Guantanamo detainee Omar Khadr has been transferred to his homeland of Canada to serve the remainder of his sentence, Canada's Public Safety Minister Vic Toews said Saturday.
Khadr boarded a military plane at the Guantanamo Naval base in Cuba and arrived at a military airbase in Trenton, Ontario. He will serve the rest of his sentence at Millhaven Prison in Bath, Ontario, about 130 miles east of Toronto.
The case and the prisoner's legal fate have sparked controversy among Canadians. Many think his sentence has been too lenient. Others, noting his capture at age 15, think he should have been treated as a child soldier and point to alleged mistreatment while in custody.
Under a plea deal with military prosecutors in October 2010, Khadr admitted to throwing a grenade during a 2002 firefight in Afghanistan that killed Sgt. First Class Christopher Speer, a member a U.S. Army Special Forces Unit.
He pleaded guilty to murder, attempted murder, providing material support for terrorism, spying and conspiracy.
"This transfer occurs following a process initiated by the United States government and determined in accordance with Canadian law," Toews said.
"I am satisfied the Correctional Service of Canada can administer Omar Khadr's sentence in a manner which recognizes the serious nature of the crimes that he has committed and ensure the safety of Canadians is protected during incarceration," he said, adding that the Canadian government would have no say in parole proceedings.
As part the plea deal, Khadr received an eight-year sentence with no credit for time served. Khadr's lawyers say Khadr agreed to the plea deal under the condition that he would serve most of the sentence in Canada.
Khadr's lawyers say the transfer was delayed for months as the Canadian government seemed to drag its feet.
Earlier this year, U.S. Defense Secretary Leon Panetta told CNN that Khadr's repatriation would mark a significant step forward in eventually closing Guantanamo.
Two senior Obama administration officials said it took about a year to work out arrangements with Canadians for the transfer.
Negotiations were a very long and complicated process, and there were extensive conversations with Canadians, one of the officials said.

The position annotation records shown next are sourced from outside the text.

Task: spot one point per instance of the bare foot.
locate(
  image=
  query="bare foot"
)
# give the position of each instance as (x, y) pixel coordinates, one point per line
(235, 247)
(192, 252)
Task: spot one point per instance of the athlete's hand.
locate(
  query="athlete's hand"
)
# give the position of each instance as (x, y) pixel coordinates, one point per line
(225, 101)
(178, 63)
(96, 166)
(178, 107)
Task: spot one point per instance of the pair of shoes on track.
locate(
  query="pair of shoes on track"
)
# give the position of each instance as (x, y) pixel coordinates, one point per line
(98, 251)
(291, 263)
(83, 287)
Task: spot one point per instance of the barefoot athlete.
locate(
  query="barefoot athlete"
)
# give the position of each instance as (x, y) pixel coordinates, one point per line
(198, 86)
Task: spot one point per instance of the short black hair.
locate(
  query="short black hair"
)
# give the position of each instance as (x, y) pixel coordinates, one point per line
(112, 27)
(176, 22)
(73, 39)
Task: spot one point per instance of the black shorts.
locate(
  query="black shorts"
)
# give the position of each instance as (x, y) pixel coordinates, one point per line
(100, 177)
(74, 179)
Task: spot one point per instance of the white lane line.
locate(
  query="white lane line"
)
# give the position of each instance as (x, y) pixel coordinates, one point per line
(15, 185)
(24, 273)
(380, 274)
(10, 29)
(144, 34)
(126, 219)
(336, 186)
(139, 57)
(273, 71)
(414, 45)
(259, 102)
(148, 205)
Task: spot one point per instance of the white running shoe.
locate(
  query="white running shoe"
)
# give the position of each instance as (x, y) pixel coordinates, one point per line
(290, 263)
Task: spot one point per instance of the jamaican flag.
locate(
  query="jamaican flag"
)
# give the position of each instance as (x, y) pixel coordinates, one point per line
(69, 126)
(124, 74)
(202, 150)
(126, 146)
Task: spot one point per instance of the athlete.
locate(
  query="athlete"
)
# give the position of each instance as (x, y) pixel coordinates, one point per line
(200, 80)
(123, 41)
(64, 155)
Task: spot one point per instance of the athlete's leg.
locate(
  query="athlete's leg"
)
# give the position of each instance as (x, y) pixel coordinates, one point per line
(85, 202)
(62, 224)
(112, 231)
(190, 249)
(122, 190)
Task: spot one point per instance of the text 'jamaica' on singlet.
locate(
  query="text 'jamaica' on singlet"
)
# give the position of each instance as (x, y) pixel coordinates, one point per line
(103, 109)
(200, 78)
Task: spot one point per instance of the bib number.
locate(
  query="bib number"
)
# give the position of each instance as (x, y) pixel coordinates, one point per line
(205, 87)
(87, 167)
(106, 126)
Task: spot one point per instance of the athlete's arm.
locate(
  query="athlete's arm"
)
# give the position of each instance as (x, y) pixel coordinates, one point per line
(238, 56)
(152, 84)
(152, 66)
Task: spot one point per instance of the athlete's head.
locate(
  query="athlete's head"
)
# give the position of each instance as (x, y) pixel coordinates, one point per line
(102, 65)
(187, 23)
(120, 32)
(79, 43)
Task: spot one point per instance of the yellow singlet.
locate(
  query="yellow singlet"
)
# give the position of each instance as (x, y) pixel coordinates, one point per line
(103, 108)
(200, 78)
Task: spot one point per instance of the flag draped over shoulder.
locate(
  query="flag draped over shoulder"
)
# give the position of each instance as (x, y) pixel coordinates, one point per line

There were a lot of legal hurdles on the U.S. side and clearly hesitation on the part of Canadian government to do this because the public is polarized about Khadr, the official said.
Khadr was the only remaining Western detainee at Guantanamo.
His repatriation in Canada is highly controversial, due in large part to the views held by his family members. His father, Ahmed Khadr was a close associate of Osama Bin Laden and openly said he believed it was his Islamic duty to train his children in jihad.
Human rights groups around the world have denounced Khadr's capture at the age of 15 and his 10-year detention at Guantanamo.
"Given the Obama administration's glacial pace towards closing the U.S.-controlled detention center, little and late though it is, today's news represents progress," Amnesty International USA's Executive Director Suzanne Nossel said in a statement.
Canada should conduct a full investigation into Khadr's allegations of torture and "remedy for the human rights violations he suffered," she said.
The Pentagon said that currently 166 detainees remain in detention at Guantanamo Bay.